I bought Aukey’s USB-A to USB-C Adaptor for my Nexus 5X phone a few months back. I have repurposed it for use with my MacBook Pro. It’s a nice little adaptor which am constantly scared of breaking, but is a nice fit for

Price and cost

The 2016 MacBook Pro without TouchBar is presently priced at PHP84,990 (US$1,700). I bought it entirely for the better SSD controller to be honest and was willing to pay a premium for it.

The 2016 MacBook Pro without TouchBar is a bit more expensive than last year’s model. It came to about PHP 10,000 (US$ 200) more expensive than Mid-Tier 2015 MacBook Pro. It is also about PHP16,000 (US$320) cheaper than the 2016 MacBook Pro Touchbar. The latter comes with a higher base clock speed for the CPU — 2.9Mhz and Intel 550 GPU, versus without Touchbar’s 2.0Mhz and Intel 540 GPU. The latter is more low power, the former more powerful depending on the CPU clock speed, i.e. Core i7s with the 550 will perform much better than an Intel Core i5 w/550.

From Top to Bottom: The Early 2015 MacBook Pro, the Late 2016 Space Gray MacBook Pro without TouchBar, the 2016 Rose Gold MacBook

The Pro in MacBook Pro

The common complaint about “MacBook Pro not being ‘Pro’ enough” has very few… basis. Yes, this machine has very few ports. It has very little RAM, cramp storage, and a processor that’s at least at par with last year’s mid-tier model.

It seems perfect for the kind of work that I normally do.

I considered the 2016 MacBook. It had a smaller screen, weaker processor and it didn’t come with then newer PCIe NVMe SSD. More than the TouchBar, I think that’s what I need. I’d eventually want a machine with TouchBar, but not yet.

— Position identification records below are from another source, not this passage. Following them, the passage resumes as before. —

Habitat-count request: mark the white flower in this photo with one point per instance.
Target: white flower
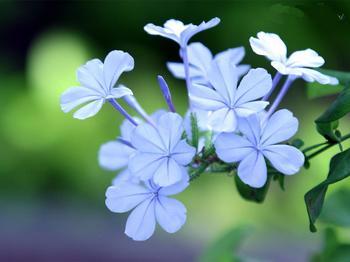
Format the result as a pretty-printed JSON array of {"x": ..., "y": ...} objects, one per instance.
[
  {"x": 297, "y": 64},
  {"x": 97, "y": 81},
  {"x": 178, "y": 31}
]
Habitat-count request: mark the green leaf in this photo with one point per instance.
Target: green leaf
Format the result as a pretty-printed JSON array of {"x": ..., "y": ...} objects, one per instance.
[
  {"x": 339, "y": 169},
  {"x": 223, "y": 249},
  {"x": 337, "y": 209},
  {"x": 315, "y": 89},
  {"x": 252, "y": 194},
  {"x": 194, "y": 130},
  {"x": 327, "y": 123}
]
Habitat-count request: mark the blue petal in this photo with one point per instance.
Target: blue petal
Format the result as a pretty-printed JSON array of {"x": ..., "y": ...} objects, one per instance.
[
  {"x": 170, "y": 127},
  {"x": 206, "y": 98},
  {"x": 146, "y": 138},
  {"x": 89, "y": 110},
  {"x": 177, "y": 187},
  {"x": 252, "y": 170},
  {"x": 250, "y": 128},
  {"x": 223, "y": 76},
  {"x": 223, "y": 120},
  {"x": 183, "y": 153},
  {"x": 90, "y": 75},
  {"x": 116, "y": 62},
  {"x": 232, "y": 148},
  {"x": 281, "y": 126},
  {"x": 114, "y": 155},
  {"x": 76, "y": 96},
  {"x": 168, "y": 172},
  {"x": 126, "y": 196},
  {"x": 141, "y": 222},
  {"x": 170, "y": 214},
  {"x": 286, "y": 159},
  {"x": 144, "y": 165},
  {"x": 254, "y": 85}
]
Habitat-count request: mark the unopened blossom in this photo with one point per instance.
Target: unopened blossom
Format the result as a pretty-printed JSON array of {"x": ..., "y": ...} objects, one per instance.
[
  {"x": 228, "y": 100},
  {"x": 178, "y": 31},
  {"x": 97, "y": 82},
  {"x": 260, "y": 141},
  {"x": 298, "y": 63},
  {"x": 150, "y": 204},
  {"x": 161, "y": 154},
  {"x": 200, "y": 59}
]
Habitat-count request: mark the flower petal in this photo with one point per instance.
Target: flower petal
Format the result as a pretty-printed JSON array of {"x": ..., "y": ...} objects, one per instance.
[
  {"x": 170, "y": 128},
  {"x": 167, "y": 173},
  {"x": 305, "y": 58},
  {"x": 76, "y": 96},
  {"x": 254, "y": 85},
  {"x": 170, "y": 214},
  {"x": 232, "y": 148},
  {"x": 89, "y": 110},
  {"x": 116, "y": 62},
  {"x": 252, "y": 170},
  {"x": 250, "y": 108},
  {"x": 126, "y": 196},
  {"x": 114, "y": 155},
  {"x": 269, "y": 45},
  {"x": 223, "y": 76},
  {"x": 144, "y": 165},
  {"x": 119, "y": 92},
  {"x": 286, "y": 159},
  {"x": 183, "y": 153},
  {"x": 141, "y": 222},
  {"x": 281, "y": 126},
  {"x": 250, "y": 128},
  {"x": 146, "y": 138},
  {"x": 90, "y": 75},
  {"x": 177, "y": 187},
  {"x": 205, "y": 98},
  {"x": 223, "y": 120}
]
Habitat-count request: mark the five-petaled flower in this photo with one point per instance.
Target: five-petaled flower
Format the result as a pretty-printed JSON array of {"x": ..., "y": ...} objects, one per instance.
[
  {"x": 161, "y": 154},
  {"x": 151, "y": 204},
  {"x": 259, "y": 141},
  {"x": 200, "y": 60},
  {"x": 178, "y": 31},
  {"x": 297, "y": 64},
  {"x": 97, "y": 81},
  {"x": 227, "y": 101}
]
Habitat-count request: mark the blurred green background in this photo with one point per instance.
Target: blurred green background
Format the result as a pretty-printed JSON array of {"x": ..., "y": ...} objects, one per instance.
[{"x": 51, "y": 187}]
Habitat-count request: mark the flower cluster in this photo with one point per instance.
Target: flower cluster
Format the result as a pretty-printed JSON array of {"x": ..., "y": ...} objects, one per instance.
[{"x": 230, "y": 122}]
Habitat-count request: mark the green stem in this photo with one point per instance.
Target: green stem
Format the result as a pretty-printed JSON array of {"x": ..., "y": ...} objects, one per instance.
[{"x": 329, "y": 145}]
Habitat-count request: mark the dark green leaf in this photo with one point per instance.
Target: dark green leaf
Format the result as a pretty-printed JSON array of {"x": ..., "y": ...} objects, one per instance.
[
  {"x": 327, "y": 123},
  {"x": 252, "y": 194},
  {"x": 339, "y": 169},
  {"x": 337, "y": 209},
  {"x": 194, "y": 130},
  {"x": 223, "y": 249}
]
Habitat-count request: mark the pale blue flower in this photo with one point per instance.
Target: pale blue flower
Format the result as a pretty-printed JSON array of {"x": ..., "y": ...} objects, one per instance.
[
  {"x": 150, "y": 204},
  {"x": 97, "y": 81},
  {"x": 200, "y": 59},
  {"x": 161, "y": 154},
  {"x": 178, "y": 31},
  {"x": 226, "y": 102},
  {"x": 259, "y": 141},
  {"x": 297, "y": 64}
]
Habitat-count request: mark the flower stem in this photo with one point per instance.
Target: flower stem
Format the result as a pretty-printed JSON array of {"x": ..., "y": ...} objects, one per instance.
[
  {"x": 186, "y": 68},
  {"x": 275, "y": 82},
  {"x": 280, "y": 95},
  {"x": 121, "y": 110},
  {"x": 328, "y": 145}
]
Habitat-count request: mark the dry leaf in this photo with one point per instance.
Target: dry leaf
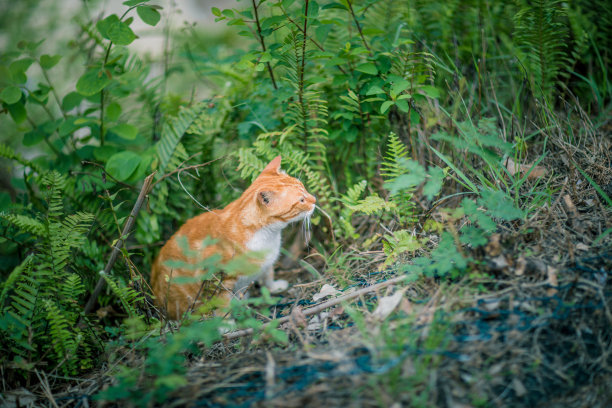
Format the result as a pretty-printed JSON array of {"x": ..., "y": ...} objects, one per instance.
[
  {"x": 499, "y": 262},
  {"x": 552, "y": 280},
  {"x": 298, "y": 318},
  {"x": 406, "y": 306},
  {"x": 536, "y": 171},
  {"x": 569, "y": 204},
  {"x": 386, "y": 305},
  {"x": 493, "y": 248},
  {"x": 521, "y": 264},
  {"x": 582, "y": 247},
  {"x": 519, "y": 388},
  {"x": 326, "y": 290},
  {"x": 317, "y": 321}
]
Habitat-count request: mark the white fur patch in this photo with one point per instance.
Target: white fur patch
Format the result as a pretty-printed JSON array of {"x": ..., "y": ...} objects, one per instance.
[{"x": 267, "y": 241}]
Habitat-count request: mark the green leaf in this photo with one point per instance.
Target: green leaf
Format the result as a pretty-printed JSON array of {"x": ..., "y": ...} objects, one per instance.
[
  {"x": 473, "y": 236},
  {"x": 92, "y": 82},
  {"x": 398, "y": 87},
  {"x": 122, "y": 165},
  {"x": 367, "y": 68},
  {"x": 403, "y": 105},
  {"x": 500, "y": 205},
  {"x": 18, "y": 69},
  {"x": 115, "y": 30},
  {"x": 430, "y": 91},
  {"x": 385, "y": 106},
  {"x": 48, "y": 61},
  {"x": 71, "y": 101},
  {"x": 33, "y": 137},
  {"x": 18, "y": 112},
  {"x": 125, "y": 131},
  {"x": 113, "y": 111},
  {"x": 10, "y": 95},
  {"x": 131, "y": 3},
  {"x": 375, "y": 90},
  {"x": 149, "y": 15},
  {"x": 434, "y": 182},
  {"x": 413, "y": 176}
]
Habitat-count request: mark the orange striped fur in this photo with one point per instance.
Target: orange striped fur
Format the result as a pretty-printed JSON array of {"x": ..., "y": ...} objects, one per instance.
[{"x": 251, "y": 223}]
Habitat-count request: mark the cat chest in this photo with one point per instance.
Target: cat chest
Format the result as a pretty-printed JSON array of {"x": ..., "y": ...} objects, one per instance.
[{"x": 267, "y": 241}]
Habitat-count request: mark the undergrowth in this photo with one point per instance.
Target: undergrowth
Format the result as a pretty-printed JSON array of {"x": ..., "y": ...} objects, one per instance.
[{"x": 425, "y": 130}]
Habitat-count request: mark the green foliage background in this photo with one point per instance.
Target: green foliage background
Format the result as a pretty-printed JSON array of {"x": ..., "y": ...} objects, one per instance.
[{"x": 376, "y": 105}]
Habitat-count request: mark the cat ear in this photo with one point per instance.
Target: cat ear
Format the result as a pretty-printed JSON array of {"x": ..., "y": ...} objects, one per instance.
[
  {"x": 273, "y": 166},
  {"x": 264, "y": 197}
]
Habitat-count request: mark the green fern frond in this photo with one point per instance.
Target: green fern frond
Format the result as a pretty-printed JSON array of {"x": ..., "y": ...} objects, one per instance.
[
  {"x": 25, "y": 223},
  {"x": 65, "y": 338},
  {"x": 126, "y": 295},
  {"x": 390, "y": 168},
  {"x": 13, "y": 277}
]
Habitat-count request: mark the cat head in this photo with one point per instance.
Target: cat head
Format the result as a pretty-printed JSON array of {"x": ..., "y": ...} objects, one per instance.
[{"x": 280, "y": 197}]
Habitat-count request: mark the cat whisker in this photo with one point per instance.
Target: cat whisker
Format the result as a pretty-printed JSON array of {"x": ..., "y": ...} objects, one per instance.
[
  {"x": 178, "y": 176},
  {"x": 331, "y": 224},
  {"x": 306, "y": 229}
]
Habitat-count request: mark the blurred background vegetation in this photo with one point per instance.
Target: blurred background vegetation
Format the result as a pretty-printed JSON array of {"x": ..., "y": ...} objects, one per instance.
[{"x": 385, "y": 109}]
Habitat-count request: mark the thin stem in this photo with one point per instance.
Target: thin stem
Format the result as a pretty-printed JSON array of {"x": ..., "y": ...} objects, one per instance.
[
  {"x": 45, "y": 138},
  {"x": 263, "y": 44},
  {"x": 365, "y": 43},
  {"x": 321, "y": 307},
  {"x": 146, "y": 187},
  {"x": 110, "y": 44},
  {"x": 59, "y": 104},
  {"x": 312, "y": 40},
  {"x": 301, "y": 84}
]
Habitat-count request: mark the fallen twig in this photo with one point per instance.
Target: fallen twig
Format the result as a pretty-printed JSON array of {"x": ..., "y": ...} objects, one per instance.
[
  {"x": 318, "y": 308},
  {"x": 146, "y": 187}
]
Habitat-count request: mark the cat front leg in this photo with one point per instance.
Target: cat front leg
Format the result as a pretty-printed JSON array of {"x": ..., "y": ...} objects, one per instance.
[{"x": 275, "y": 286}]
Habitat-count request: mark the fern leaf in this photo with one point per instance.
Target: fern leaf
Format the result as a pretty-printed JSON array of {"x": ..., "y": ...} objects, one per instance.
[{"x": 172, "y": 132}]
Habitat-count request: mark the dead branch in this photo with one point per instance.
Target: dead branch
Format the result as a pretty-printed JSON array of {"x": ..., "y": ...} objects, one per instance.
[
  {"x": 146, "y": 187},
  {"x": 318, "y": 308}
]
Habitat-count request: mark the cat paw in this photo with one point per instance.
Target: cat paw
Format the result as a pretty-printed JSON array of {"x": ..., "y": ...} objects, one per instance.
[{"x": 278, "y": 286}]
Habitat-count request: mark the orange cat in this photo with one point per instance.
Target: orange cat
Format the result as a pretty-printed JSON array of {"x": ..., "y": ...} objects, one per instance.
[{"x": 251, "y": 223}]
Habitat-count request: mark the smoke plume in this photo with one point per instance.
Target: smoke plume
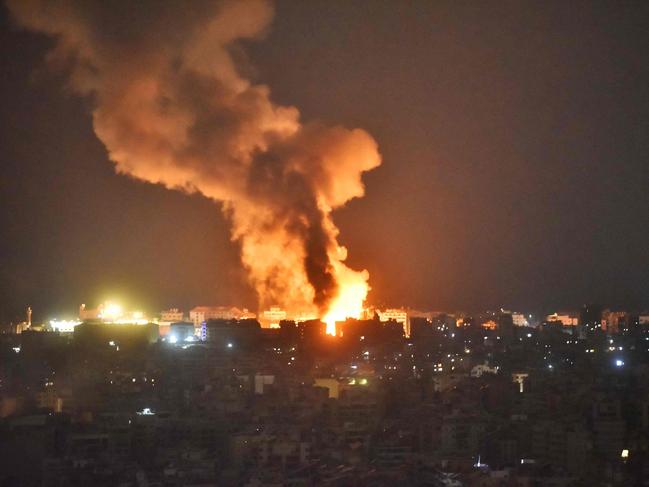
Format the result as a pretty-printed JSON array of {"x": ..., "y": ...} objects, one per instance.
[{"x": 171, "y": 107}]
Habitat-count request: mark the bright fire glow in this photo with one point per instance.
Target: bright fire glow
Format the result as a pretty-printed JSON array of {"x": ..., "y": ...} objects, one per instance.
[
  {"x": 349, "y": 302},
  {"x": 110, "y": 311}
]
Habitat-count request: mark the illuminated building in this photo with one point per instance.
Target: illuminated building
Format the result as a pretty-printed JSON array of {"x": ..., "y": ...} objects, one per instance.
[
  {"x": 171, "y": 315},
  {"x": 88, "y": 314},
  {"x": 272, "y": 317},
  {"x": 64, "y": 326},
  {"x": 566, "y": 319},
  {"x": 520, "y": 319},
  {"x": 181, "y": 331},
  {"x": 200, "y": 314},
  {"x": 490, "y": 325},
  {"x": 111, "y": 312},
  {"x": 590, "y": 320},
  {"x": 25, "y": 325},
  {"x": 399, "y": 315}
]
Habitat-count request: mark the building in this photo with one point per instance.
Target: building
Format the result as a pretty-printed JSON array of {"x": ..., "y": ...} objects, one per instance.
[
  {"x": 399, "y": 315},
  {"x": 171, "y": 315},
  {"x": 200, "y": 314},
  {"x": 271, "y": 317},
  {"x": 566, "y": 318}
]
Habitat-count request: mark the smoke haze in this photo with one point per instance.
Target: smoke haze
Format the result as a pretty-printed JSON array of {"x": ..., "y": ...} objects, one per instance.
[{"x": 172, "y": 108}]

I need a machine that’s powerful enough, with a gorgeous display, good enough speakers to let me enjoy music while working, portable enough that it doesn’t hurt my back, with a build quality that it doesn’t break often to let me just do.

This 256GB late 2016 MacBook Pro without Touchbar is a no frills laptop. I imagine it to be a stick shift coupe. She’s fast enough with an eco-friendly engine. She is agile enough, and sporty enough for a good drive. It isn’t the best laptop — I suspect that title at least goes to the 13-inch model with the Touchbar or perhaps the 15-incher.

This MacBook Pro will let me do the work that I love. I run servers on the Cloud, create content on the web, building websites would be great on it. I can always spin more VMs in the cloud if I need more compute muscle or I’ll buy bare metal servers for it.

Apple has been making opinionated computers since forever. The 2016 MacBook Pro is one of the most opinionated devices Apple has launched. The new PCIe NVMe SSD, the bright and gorgeous 500 nits Retina Display, the excellent trackpad, iCloud integration, and the slimmer profile makes the 2016 MacBook Pro without TouchBar in my opinion, a no-frills workhorse for the minimalist who just wants to do. The 2016 MacBook Pro without Touchbar is a machine wrapped in gorgeous aluminium for people who want just the right amount of curated power, agile performance, superb reliability in their daily driver, and excellent build quality in what people have come to expect from an Apple product.